In the second part, Noble responded to written questions by the audience in a conversation facilitated by Abigail De Kosnik. One of the main topics was: As students, teachers, journalists, computer scientists, policy-makers and civilians—what do we do? To this end, Noble propels a broad resistance to “prescriptive solutions”, instead encouraging the audience to “seek complex conversations and deep engagement.” The are many “technologies around an instant answer that can be quickly implemented,” she said, “but pull back. All the world’s knowledge can not be known in 0.3 seconds.” She outlines the need for multiplicity to serve as checks and balances. Cyber-racist and hate speech “gets more speech” as sensational and violent content is more valuable to advertising algorithms and heavily amplified. Noble argued to “counter hate speech with more speech.” For her, at a policy level, it’s not just about regulating big tech, but also balancing the commercial sector with democratic counterweights.
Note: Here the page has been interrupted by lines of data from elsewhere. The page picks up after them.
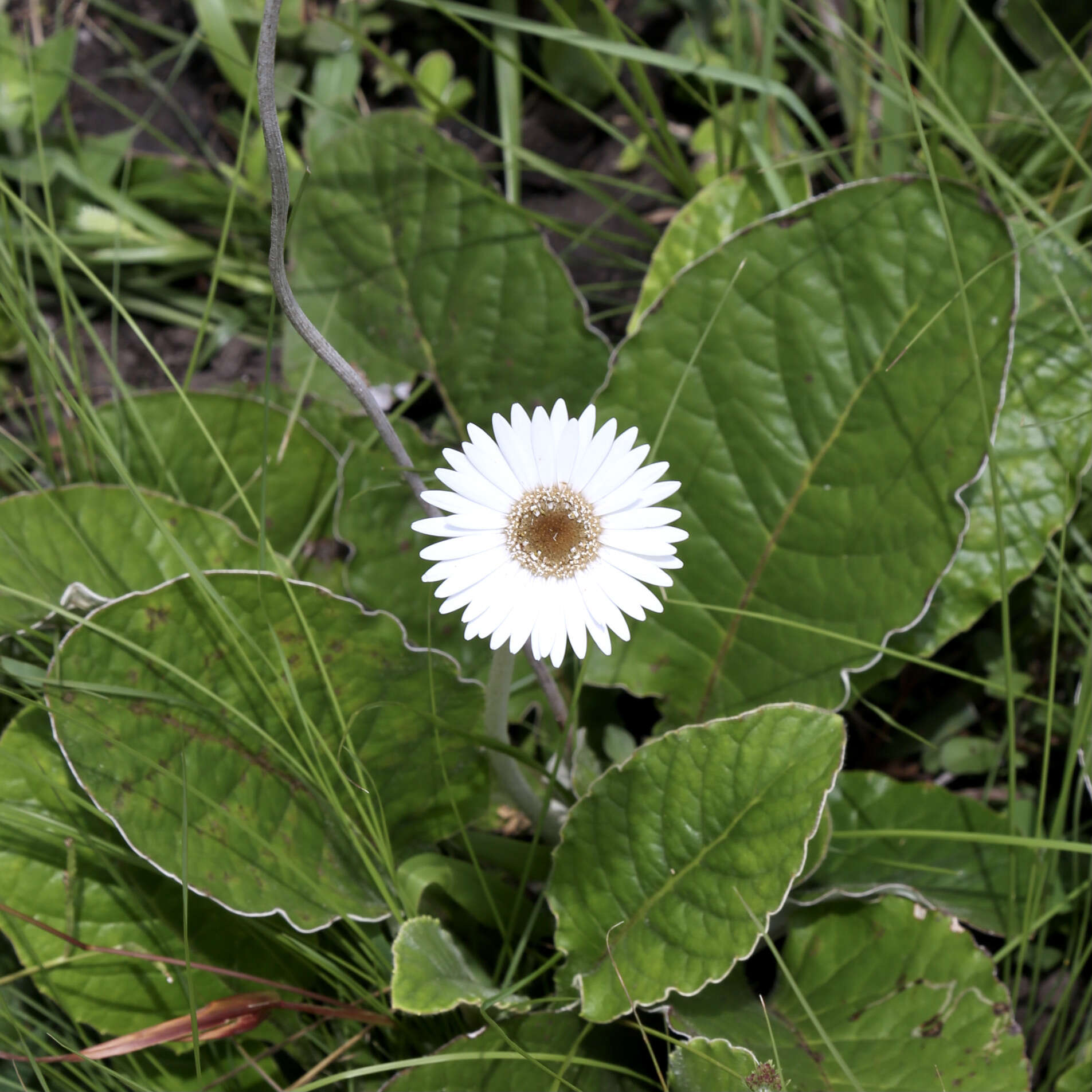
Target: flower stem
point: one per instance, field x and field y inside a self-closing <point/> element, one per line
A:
<point x="504" y="766"/>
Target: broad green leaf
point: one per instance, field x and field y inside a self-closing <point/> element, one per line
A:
<point x="300" y="467"/>
<point x="107" y="540"/>
<point x="111" y="899"/>
<point x="435" y="973"/>
<point x="603" y="1059"/>
<point x="660" y="864"/>
<point x="969" y="880"/>
<point x="1078" y="1078"/>
<point x="820" y="435"/>
<point x="1043" y="446"/>
<point x="903" y="994"/>
<point x="717" y="211"/>
<point x="411" y="263"/>
<point x="296" y="714"/>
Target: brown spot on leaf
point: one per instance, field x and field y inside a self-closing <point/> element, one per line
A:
<point x="931" y="1028"/>
<point x="156" y="616"/>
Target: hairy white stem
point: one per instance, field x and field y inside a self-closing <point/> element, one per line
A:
<point x="504" y="766"/>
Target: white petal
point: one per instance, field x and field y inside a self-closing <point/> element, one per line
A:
<point x="441" y="570"/>
<point x="517" y="452"/>
<point x="614" y="472"/>
<point x="647" y="543"/>
<point x="542" y="632"/>
<point x="542" y="444"/>
<point x="434" y="526"/>
<point x="567" y="446"/>
<point x="453" y="603"/>
<point x="632" y="491"/>
<point x="558" y="418"/>
<point x="463" y="546"/>
<point x="461" y="525"/>
<point x="525" y="619"/>
<point x="600" y="635"/>
<point x="639" y="568"/>
<point x="471" y="570"/>
<point x="627" y="593"/>
<point x="576" y="619"/>
<point x="601" y="606"/>
<point x="638" y="519"/>
<point x="485" y="456"/>
<point x="664" y="561"/>
<point x="452" y="502"/>
<point x="586" y="427"/>
<point x="592" y="458"/>
<point x="557" y="655"/>
<point x="655" y="494"/>
<point x="468" y="483"/>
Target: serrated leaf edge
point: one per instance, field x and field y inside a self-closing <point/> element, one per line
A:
<point x="988" y="206"/>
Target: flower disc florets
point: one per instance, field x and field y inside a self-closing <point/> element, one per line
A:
<point x="553" y="532"/>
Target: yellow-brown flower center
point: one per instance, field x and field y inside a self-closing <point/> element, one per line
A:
<point x="553" y="531"/>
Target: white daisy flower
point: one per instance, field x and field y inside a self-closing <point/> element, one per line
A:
<point x="554" y="532"/>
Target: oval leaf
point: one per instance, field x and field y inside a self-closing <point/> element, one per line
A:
<point x="968" y="879"/>
<point x="903" y="994"/>
<point x="411" y="263"/>
<point x="1043" y="447"/>
<point x="660" y="863"/>
<point x="792" y="418"/>
<point x="294" y="711"/>
<point x="107" y="539"/>
<point x="108" y="899"/>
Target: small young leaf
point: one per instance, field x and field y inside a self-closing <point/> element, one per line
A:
<point x="903" y="995"/>
<point x="435" y="973"/>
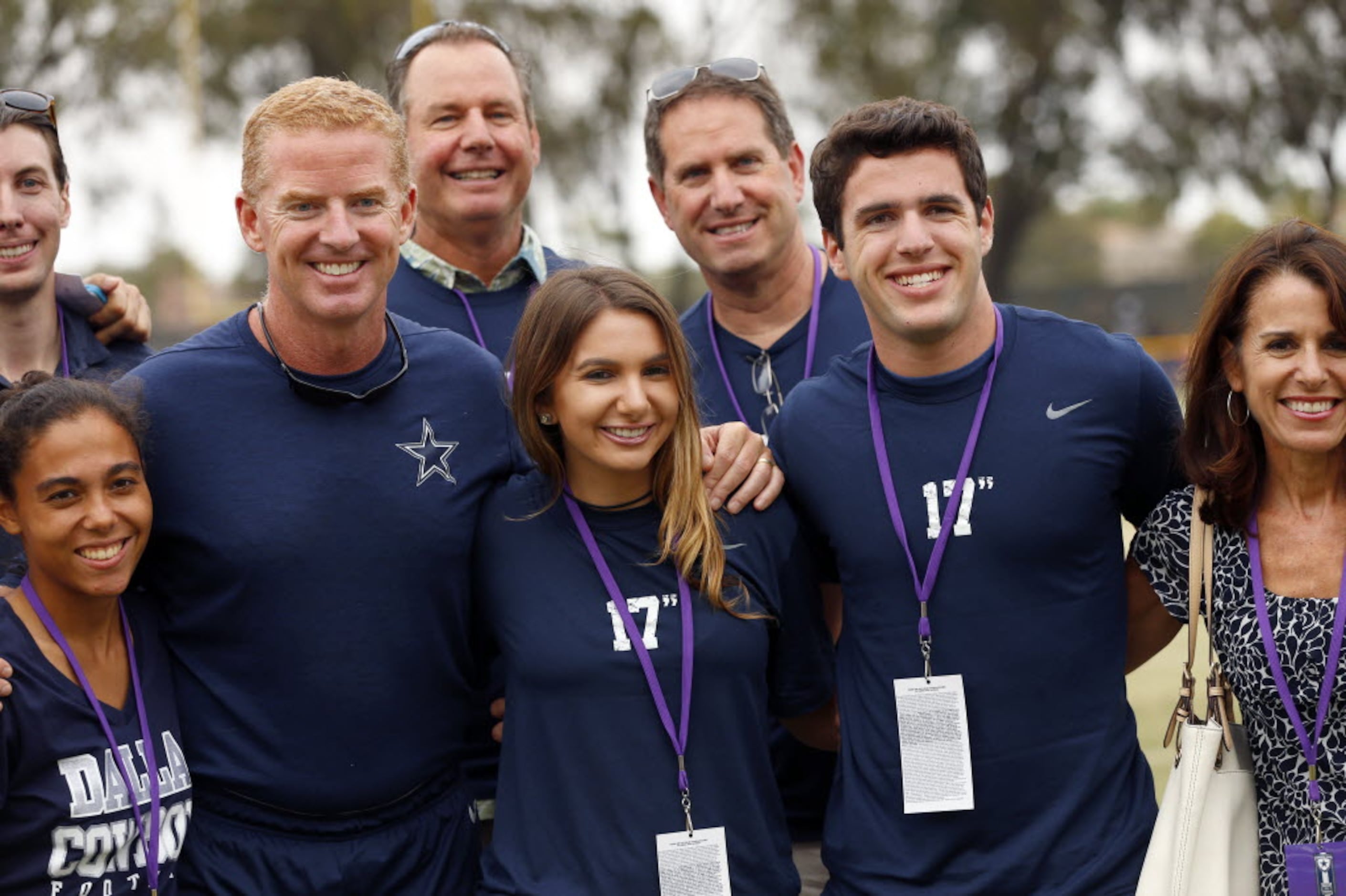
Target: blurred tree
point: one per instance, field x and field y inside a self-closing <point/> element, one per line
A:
<point x="1247" y="89"/>
<point x="1060" y="250"/>
<point x="1020" y="71"/>
<point x="1213" y="241"/>
<point x="220" y="57"/>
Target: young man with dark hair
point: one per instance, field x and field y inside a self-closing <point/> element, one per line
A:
<point x="35" y="332"/>
<point x="987" y="744"/>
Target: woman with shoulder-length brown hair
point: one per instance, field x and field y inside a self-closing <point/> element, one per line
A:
<point x="644" y="649"/>
<point x="1264" y="437"/>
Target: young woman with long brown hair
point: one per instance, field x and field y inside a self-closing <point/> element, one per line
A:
<point x="608" y="562"/>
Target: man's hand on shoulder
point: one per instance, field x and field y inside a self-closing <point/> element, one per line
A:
<point x="738" y="469"/>
<point x="126" y="315"/>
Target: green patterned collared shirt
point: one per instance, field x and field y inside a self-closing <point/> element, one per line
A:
<point x="529" y="257"/>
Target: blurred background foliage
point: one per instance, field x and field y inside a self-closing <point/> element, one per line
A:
<point x="1097" y="116"/>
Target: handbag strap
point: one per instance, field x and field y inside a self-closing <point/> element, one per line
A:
<point x="1201" y="552"/>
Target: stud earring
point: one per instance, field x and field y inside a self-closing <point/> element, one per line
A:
<point x="1230" y="409"/>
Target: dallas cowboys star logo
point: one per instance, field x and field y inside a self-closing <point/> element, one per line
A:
<point x="431" y="454"/>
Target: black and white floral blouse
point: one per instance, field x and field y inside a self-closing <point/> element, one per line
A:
<point x="1304" y="633"/>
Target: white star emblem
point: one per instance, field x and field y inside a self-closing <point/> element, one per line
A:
<point x="431" y="454"/>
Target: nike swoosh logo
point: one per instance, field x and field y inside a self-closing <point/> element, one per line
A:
<point x="1057" y="415"/>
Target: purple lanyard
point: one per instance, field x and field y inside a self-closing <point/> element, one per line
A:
<point x="881" y="451"/>
<point x="676" y="736"/>
<point x="472" y="318"/>
<point x="65" y="353"/>
<point x="151" y="843"/>
<point x="1335" y="653"/>
<point x="810" y="346"/>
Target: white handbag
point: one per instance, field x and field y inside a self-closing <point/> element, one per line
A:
<point x="1205" y="840"/>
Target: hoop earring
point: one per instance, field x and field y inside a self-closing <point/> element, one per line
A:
<point x="1230" y="409"/>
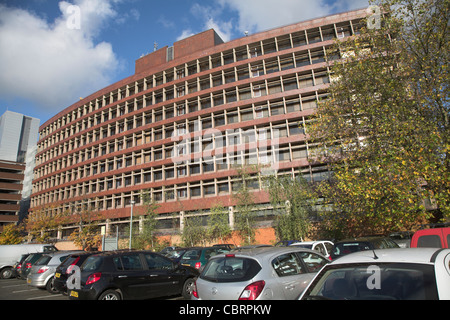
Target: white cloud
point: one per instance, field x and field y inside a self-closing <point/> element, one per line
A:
<point x="51" y="64"/>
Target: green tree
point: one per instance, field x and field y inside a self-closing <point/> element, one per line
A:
<point x="245" y="215"/>
<point x="293" y="199"/>
<point x="384" y="129"/>
<point x="218" y="224"/>
<point x="11" y="234"/>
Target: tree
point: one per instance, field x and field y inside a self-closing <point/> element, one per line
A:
<point x="11" y="234"/>
<point x="218" y="225"/>
<point x="245" y="216"/>
<point x="384" y="129"/>
<point x="147" y="236"/>
<point x="293" y="199"/>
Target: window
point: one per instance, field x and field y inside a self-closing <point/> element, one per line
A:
<point x="313" y="261"/>
<point x="128" y="262"/>
<point x="155" y="262"/>
<point x="287" y="265"/>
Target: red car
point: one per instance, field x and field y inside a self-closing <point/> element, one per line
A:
<point x="431" y="238"/>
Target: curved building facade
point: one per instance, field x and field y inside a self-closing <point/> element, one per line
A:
<point x="190" y="115"/>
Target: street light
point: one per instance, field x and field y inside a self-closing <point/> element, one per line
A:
<point x="131" y="221"/>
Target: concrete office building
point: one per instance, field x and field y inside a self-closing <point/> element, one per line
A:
<point x="189" y="116"/>
<point x="18" y="144"/>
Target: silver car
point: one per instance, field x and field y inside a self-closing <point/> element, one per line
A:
<point x="42" y="273"/>
<point x="265" y="273"/>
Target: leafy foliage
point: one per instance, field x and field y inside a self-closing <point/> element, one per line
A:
<point x="385" y="128"/>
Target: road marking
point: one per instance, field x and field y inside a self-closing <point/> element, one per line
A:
<point x="44" y="297"/>
<point x="18" y="291"/>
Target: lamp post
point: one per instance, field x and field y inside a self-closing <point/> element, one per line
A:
<point x="131" y="221"/>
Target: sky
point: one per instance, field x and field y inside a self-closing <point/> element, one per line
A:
<point x="52" y="53"/>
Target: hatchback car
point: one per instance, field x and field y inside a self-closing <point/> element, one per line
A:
<point x="42" y="272"/>
<point x="278" y="273"/>
<point x="322" y="246"/>
<point x="118" y="275"/>
<point x="402" y="274"/>
<point x="344" y="247"/>
<point x="198" y="257"/>
<point x="28" y="263"/>
<point x="65" y="270"/>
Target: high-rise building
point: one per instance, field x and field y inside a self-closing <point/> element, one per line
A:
<point x="190" y="115"/>
<point x="18" y="145"/>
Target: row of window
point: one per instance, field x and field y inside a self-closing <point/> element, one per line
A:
<point x="186" y="149"/>
<point x="169" y="131"/>
<point x="285" y="42"/>
<point x="166" y="193"/>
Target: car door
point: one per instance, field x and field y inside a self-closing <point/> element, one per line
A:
<point x="130" y="276"/>
<point x="164" y="280"/>
<point x="292" y="275"/>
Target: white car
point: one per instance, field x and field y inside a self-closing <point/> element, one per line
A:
<point x="400" y="274"/>
<point x="324" y="247"/>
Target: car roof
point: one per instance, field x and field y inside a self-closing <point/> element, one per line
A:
<point x="411" y="255"/>
<point x="264" y="251"/>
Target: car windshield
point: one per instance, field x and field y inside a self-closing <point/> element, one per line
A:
<point x="92" y="263"/>
<point x="387" y="281"/>
<point x="230" y="269"/>
<point x="344" y="248"/>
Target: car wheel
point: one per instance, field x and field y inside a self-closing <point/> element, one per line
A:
<point x="188" y="287"/>
<point x="110" y="295"/>
<point x="50" y="286"/>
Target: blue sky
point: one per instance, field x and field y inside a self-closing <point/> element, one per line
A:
<point x="54" y="52"/>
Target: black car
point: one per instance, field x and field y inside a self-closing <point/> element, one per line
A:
<point x="28" y="263"/>
<point x="347" y="246"/>
<point x="118" y="275"/>
<point x="63" y="271"/>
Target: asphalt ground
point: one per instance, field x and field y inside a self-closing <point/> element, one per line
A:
<point x="17" y="289"/>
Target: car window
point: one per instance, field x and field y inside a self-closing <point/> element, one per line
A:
<point x="155" y="262"/>
<point x="320" y="248"/>
<point x="192" y="255"/>
<point x="313" y="261"/>
<point x="128" y="262"/>
<point x="230" y="269"/>
<point x="287" y="265"/>
<point x="92" y="264"/>
<point x="429" y="241"/>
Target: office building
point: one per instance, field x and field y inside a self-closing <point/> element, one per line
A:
<point x="185" y="121"/>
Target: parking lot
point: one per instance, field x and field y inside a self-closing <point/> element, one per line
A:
<point x="16" y="289"/>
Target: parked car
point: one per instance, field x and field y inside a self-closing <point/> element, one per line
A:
<point x="198" y="256"/>
<point x="263" y="273"/>
<point x="28" y="264"/>
<point x="42" y="272"/>
<point x="117" y="275"/>
<point x="402" y="238"/>
<point x="344" y="247"/>
<point x="431" y="238"/>
<point x="322" y="246"/>
<point x="402" y="274"/>
<point x="18" y="265"/>
<point x="177" y="254"/>
<point x="63" y="272"/>
<point x="10" y="254"/>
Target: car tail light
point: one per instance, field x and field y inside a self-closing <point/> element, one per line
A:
<point x="194" y="290"/>
<point x="93" y="278"/>
<point x="252" y="291"/>
<point x="42" y="269"/>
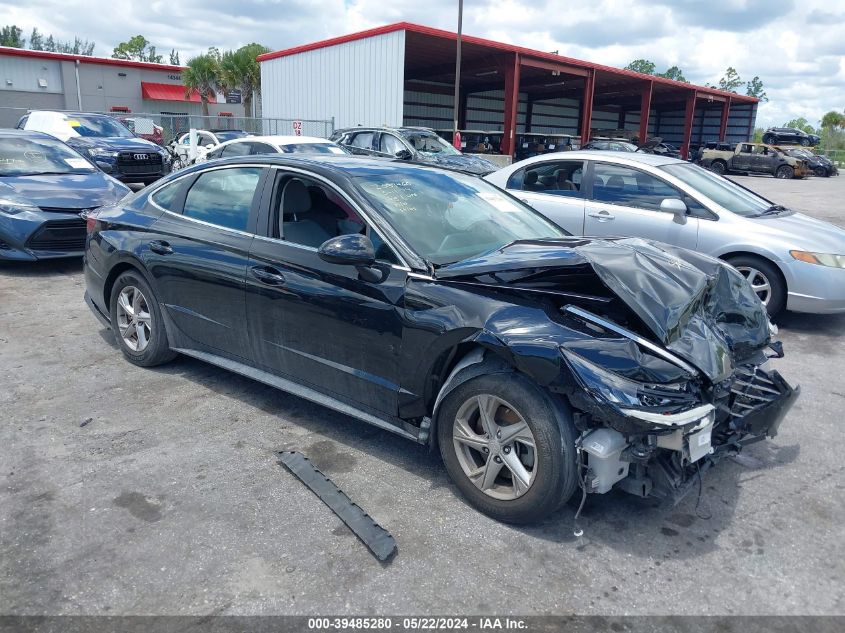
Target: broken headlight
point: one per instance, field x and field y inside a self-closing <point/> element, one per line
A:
<point x="626" y="394"/>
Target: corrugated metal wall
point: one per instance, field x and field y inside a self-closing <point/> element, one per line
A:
<point x="358" y="83"/>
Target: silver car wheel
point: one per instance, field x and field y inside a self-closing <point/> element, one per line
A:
<point x="133" y="319"/>
<point x="759" y="283"/>
<point x="495" y="447"/>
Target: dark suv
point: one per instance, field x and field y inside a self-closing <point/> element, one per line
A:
<point x="106" y="141"/>
<point x="777" y="135"/>
<point x="410" y="143"/>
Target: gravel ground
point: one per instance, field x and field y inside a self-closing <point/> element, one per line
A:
<point x="133" y="491"/>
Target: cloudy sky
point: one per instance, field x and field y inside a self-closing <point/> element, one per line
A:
<point x="796" y="46"/>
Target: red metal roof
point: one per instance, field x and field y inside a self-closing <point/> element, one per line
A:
<point x="167" y="92"/>
<point x="87" y="59"/>
<point x="500" y="46"/>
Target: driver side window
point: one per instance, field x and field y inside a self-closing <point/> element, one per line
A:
<point x="307" y="212"/>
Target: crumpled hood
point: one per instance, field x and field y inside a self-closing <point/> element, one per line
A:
<point x="461" y="162"/>
<point x="698" y="307"/>
<point x="66" y="191"/>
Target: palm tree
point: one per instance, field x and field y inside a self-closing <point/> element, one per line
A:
<point x="203" y="75"/>
<point x="239" y="70"/>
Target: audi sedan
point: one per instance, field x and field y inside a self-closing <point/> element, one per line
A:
<point x="432" y="304"/>
<point x="793" y="261"/>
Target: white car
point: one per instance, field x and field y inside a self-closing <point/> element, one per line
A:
<point x="792" y="261"/>
<point x="272" y="145"/>
<point x="206" y="141"/>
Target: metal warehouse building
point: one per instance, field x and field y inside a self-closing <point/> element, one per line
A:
<point x="38" y="80"/>
<point x="404" y="74"/>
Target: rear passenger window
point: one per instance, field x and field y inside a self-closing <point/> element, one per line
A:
<point x="630" y="187"/>
<point x="223" y="197"/>
<point x="165" y="196"/>
<point x="557" y="178"/>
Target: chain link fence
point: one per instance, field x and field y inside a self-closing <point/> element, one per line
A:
<point x="164" y="127"/>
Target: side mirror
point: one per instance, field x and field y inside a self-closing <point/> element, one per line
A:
<point x="677" y="207"/>
<point x="351" y="250"/>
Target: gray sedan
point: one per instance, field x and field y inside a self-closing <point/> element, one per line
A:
<point x="792" y="261"/>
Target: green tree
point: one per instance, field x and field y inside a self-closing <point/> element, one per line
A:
<point x="642" y="66"/>
<point x="754" y="88"/>
<point x="203" y="75"/>
<point x="674" y="73"/>
<point x="11" y="36"/>
<point x="36" y="41"/>
<point x="731" y="81"/>
<point x="137" y="48"/>
<point x="239" y="70"/>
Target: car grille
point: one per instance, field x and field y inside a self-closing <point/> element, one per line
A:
<point x="751" y="389"/>
<point x="127" y="163"/>
<point x="59" y="235"/>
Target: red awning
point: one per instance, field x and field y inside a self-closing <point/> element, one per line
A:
<point x="167" y="92"/>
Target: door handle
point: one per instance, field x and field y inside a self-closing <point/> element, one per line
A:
<point x="161" y="247"/>
<point x="268" y="275"/>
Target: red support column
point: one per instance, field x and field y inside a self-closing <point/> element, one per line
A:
<point x="511" y="106"/>
<point x="587" y="106"/>
<point x="723" y="126"/>
<point x="689" y="112"/>
<point x="645" y="109"/>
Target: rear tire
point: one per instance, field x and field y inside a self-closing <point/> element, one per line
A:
<point x="514" y="482"/>
<point x="785" y="172"/>
<point x="137" y="322"/>
<point x="766" y="280"/>
<point x="719" y="167"/>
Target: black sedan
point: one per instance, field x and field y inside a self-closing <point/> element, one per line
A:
<point x="433" y="304"/>
<point x="45" y="187"/>
<point x="777" y="135"/>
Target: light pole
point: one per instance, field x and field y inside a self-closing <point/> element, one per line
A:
<point x="456" y="139"/>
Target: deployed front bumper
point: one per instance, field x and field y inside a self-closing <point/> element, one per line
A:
<point x="750" y="407"/>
While a shifting of public resources into big tech is becoming normalized in the name of ‘efficiency’ and ‘ease’, investment in public education, libraries and media like NPR and PBS, are ways of “surfacing different conversations” that answer to “different priorities and appetites.”

Another question, which Noble said was her most popular one, asked about google search and it’s basis on user interaction and engagement. She challenged the mythology that search engines are democratic and “only reflect the interest of the people.” Turning back to the example of porn industry’s dominance in the search results for terms associated with women of color, she questioned how money moves through these medias and their intersecting interests. After all, “it is an advertising platform!” Noble urges. “It’s great when you want to buy skirts, but not good for understanding race relations in the US.” While search algorithms often excel at giving us answers to the banal (how many tbsp in a cup?), it shifts our expectations and reinforces our trust in the system, obscuring its limits of knowledge building and sharing in our complex realities.